I’m not a look-alike! is a collection of photographic portraits of look-alikes. Each image consists of a couple of people photographed next to one another in a neutral setting. They are two people who resemble each other physically but are not related to one another in any way. Have we not all had the experience of being mistaken for someone else?
For this project Brunelle has searched for look-alikes, bringing them face to face, and taking their portrait. From this initial meeting, which is usually the first time each participant has encountered someone who they could be confused with, a photo results which captures a certain emotion or state of being, and a similarity that is fascinating. The photographs in this project address the fundamental ideas of resemblance and identity. The images in this series also touch on the current issue of cloning.
160 pairs of look-alikes have been photographed to date by François Brunelle. In some cases, one participant is Canadian and the other look-alike comes from Europe, South America, or even Russia. Most thought provoking is when the look-alikes are of different nationalities.

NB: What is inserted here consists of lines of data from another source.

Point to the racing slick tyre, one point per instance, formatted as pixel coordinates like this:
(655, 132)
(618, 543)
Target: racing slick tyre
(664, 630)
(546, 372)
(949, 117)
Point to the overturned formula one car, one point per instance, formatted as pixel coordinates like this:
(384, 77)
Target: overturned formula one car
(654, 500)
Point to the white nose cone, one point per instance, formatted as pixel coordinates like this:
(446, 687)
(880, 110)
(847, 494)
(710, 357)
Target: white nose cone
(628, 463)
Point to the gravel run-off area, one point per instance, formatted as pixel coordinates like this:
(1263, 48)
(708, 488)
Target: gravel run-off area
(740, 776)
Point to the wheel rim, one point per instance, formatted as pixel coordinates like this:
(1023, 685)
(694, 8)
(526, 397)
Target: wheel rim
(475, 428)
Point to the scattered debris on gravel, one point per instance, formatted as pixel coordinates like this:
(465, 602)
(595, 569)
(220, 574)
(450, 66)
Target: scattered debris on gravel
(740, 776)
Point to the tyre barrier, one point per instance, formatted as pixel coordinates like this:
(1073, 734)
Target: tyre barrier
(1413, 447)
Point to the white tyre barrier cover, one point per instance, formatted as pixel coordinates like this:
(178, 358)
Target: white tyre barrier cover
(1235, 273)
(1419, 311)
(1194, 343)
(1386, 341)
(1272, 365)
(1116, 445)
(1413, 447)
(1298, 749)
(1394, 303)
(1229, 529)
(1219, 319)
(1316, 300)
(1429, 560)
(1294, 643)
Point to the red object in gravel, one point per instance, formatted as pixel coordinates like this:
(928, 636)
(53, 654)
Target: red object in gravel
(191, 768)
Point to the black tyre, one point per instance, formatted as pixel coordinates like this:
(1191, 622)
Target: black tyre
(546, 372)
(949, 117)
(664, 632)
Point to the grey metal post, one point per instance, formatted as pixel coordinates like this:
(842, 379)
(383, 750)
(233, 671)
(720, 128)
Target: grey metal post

François Brunelle was born in 1950 in Sherbrooke, Québec. At the age of fifteen, he discovered the works of André de Dienes and Richard Avedon. His fascination, even obsession with portrait photography has led him to devote his life’s work to taking portraits of the people around him in an ongoing effort to capture the elusive human soul. François Brunelle lives and works in Montréal.
Brunelle’s project has benefited from worldwide interest, and has been mentioned in more then 300 blogs in French, English, Spanish, German, Turkish, Russian, Korean and Japanese.